SOCIAL: Visit ThumbsUpforMakayla on Facebook for updates

Since that time, the community has rallied around the family that relocated a few years ago from California, and the community was able to raise enough money to where they could treat Makayla in Texas for a specialized chemotherapy. However, it didn’t work, and after several months of treatment the tumor had grown slightly, according to MRI results this past November.

The doctor told them the treatment should have reduced the tumor by half, if not more.

“It was a low blow,” said Kevin Borg. “It was like starting all over again.”

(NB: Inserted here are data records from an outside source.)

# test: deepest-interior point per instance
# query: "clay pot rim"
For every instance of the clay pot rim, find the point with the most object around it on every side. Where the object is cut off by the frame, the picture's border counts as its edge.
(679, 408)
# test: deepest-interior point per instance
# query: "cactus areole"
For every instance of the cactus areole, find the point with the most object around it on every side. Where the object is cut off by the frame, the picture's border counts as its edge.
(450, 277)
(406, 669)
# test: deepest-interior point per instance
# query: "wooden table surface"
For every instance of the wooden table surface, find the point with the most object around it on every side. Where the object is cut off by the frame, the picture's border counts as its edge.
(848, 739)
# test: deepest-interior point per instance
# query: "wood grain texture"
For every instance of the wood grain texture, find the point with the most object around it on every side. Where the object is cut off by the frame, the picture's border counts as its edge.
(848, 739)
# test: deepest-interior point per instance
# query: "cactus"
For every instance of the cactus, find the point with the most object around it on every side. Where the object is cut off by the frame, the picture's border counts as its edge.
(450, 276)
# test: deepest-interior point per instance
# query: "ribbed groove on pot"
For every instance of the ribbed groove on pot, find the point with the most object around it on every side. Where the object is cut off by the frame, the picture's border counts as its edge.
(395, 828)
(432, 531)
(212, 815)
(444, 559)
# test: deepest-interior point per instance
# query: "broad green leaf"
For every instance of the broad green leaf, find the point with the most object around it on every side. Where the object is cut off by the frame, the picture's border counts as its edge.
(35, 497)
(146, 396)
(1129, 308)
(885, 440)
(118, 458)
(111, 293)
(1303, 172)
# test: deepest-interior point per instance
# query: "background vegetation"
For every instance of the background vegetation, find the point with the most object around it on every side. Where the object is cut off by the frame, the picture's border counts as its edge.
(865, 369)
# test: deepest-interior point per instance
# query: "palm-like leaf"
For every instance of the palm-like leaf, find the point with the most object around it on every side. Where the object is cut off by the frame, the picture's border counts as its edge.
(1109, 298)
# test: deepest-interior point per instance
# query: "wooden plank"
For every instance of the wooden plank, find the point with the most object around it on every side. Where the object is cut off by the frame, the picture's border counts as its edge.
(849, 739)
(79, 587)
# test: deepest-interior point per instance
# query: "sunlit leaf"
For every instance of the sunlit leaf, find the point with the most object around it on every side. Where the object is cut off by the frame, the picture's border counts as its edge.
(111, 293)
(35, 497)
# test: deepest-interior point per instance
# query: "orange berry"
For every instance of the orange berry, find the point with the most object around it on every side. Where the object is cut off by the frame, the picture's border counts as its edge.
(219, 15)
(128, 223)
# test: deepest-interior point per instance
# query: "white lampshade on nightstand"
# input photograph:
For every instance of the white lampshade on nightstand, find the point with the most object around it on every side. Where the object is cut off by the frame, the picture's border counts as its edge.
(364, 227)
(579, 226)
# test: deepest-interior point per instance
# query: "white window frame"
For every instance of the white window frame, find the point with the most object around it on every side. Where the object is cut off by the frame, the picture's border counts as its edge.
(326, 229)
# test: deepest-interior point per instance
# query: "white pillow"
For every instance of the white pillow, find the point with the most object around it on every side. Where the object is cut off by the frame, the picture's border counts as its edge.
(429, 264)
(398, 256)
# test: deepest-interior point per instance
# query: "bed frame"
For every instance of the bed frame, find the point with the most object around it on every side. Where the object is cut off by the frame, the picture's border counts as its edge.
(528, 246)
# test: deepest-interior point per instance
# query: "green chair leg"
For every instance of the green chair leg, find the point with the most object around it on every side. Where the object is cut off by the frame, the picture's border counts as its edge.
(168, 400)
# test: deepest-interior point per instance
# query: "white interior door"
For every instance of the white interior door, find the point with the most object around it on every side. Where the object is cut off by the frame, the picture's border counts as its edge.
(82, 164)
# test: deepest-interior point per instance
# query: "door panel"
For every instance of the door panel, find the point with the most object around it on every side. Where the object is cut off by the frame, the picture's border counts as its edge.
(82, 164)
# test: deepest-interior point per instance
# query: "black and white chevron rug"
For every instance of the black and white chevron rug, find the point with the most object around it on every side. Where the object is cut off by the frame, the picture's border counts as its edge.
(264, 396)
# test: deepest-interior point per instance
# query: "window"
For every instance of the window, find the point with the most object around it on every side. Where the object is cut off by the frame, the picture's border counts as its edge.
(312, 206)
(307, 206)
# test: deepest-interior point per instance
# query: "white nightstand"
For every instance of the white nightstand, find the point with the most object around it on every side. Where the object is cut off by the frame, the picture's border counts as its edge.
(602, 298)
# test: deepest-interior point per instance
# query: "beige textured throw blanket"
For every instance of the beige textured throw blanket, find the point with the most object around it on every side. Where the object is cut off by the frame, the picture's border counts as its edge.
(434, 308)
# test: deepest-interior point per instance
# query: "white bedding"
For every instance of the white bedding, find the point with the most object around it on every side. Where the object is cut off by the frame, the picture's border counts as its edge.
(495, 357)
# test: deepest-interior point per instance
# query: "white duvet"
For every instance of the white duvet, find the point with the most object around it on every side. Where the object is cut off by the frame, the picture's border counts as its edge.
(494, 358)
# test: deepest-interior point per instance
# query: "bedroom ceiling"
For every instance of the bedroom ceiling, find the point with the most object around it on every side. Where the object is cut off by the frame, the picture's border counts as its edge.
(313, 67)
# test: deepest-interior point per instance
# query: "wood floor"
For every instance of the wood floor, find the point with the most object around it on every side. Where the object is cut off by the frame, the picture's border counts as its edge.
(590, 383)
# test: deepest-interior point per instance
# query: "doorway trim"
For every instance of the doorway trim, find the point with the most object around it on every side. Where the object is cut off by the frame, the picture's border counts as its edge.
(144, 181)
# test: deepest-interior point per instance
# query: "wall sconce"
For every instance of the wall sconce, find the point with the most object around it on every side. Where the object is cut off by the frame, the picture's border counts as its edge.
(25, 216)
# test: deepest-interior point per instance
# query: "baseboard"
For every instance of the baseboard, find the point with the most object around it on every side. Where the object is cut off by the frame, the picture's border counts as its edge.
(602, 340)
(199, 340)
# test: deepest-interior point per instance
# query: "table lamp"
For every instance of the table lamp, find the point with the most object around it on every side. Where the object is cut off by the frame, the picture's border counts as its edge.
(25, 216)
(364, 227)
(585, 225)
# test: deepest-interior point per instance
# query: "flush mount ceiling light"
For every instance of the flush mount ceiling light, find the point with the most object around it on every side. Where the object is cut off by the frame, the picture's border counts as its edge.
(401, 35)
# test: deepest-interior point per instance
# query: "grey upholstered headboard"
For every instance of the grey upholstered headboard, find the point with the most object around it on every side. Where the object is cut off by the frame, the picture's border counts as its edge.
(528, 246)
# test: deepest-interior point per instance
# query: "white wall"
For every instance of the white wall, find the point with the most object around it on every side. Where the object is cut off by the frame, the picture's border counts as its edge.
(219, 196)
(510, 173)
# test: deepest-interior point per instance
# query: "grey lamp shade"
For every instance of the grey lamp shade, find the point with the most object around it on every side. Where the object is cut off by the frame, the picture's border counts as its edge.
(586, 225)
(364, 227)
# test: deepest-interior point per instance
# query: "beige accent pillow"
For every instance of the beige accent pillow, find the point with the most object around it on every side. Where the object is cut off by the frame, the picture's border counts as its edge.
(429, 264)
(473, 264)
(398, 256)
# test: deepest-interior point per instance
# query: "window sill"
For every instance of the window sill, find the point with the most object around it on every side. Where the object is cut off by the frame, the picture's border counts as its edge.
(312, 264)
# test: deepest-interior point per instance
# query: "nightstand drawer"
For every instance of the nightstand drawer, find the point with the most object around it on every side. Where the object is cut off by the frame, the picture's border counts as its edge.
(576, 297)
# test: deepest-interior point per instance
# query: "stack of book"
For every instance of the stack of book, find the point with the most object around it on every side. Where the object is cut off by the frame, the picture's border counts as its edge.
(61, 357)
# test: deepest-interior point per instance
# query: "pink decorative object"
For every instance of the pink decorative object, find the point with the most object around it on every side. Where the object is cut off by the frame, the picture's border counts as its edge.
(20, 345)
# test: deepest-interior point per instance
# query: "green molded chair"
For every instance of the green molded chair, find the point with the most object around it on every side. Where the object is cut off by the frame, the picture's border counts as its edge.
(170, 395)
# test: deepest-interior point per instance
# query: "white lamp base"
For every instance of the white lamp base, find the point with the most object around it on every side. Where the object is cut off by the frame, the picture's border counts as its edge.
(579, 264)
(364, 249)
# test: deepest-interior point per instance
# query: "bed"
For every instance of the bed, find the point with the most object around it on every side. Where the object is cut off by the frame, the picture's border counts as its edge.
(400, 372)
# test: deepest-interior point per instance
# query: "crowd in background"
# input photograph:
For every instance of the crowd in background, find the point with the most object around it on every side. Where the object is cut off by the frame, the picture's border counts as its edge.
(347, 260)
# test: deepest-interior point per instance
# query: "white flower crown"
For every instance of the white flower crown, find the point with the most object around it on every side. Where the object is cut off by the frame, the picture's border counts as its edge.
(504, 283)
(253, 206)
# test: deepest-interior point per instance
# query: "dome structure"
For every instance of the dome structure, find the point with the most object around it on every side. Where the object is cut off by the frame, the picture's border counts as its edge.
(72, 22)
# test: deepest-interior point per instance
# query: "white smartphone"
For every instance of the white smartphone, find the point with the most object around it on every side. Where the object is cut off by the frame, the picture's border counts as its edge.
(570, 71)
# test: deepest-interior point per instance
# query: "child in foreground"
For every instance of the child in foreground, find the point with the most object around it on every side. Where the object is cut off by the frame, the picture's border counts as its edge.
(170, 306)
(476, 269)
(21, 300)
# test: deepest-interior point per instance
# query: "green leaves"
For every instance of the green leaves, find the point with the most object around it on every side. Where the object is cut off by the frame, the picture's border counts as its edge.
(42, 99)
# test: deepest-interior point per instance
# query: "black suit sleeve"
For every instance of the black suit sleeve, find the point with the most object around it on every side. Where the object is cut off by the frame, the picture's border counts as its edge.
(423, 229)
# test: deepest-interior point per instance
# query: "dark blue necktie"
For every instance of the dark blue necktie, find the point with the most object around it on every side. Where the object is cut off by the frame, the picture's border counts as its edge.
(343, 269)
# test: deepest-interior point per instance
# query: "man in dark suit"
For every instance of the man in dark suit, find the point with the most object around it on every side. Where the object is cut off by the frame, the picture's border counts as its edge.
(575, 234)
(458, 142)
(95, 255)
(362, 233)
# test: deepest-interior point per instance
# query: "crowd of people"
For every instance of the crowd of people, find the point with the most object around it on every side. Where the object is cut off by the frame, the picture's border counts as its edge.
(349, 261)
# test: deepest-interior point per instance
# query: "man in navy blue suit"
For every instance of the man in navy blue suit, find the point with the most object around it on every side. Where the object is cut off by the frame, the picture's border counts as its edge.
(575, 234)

Anamarie Borg said when they were hoping for and expecting good news, “it was like finding out all over again” she had cancer.

But there’s hope again for the parents of three. Despite being treated by a doctor in Texas, the Borgs never lost touch with Makayla’s doctor at Cincinnati Children’s Hospital. They’re now in the beginning of a new year-long chemotherapy treatment. In March — 13 weeks into the treatment — they’ll find out how she’s progressing and if this second cancer treatment will work, said Kevin Borg.

If it doesn’t work, they’ll stop the treatments and try something else, they said.

Though it’s impossible to tell at this point if the cancer treatments will help — she’s having no apparent side effects and isn’t sick, however, it was the same with the Texas treatments — the Borgs are praying this treatment works.

“She’s energetic, she’s in school, she’s not getting sick,” Kevin Borg said. She’s just being a kid, so that’s very promising. If we are to continue with this medicine with those kinds of results, we’ll be ecstatic.”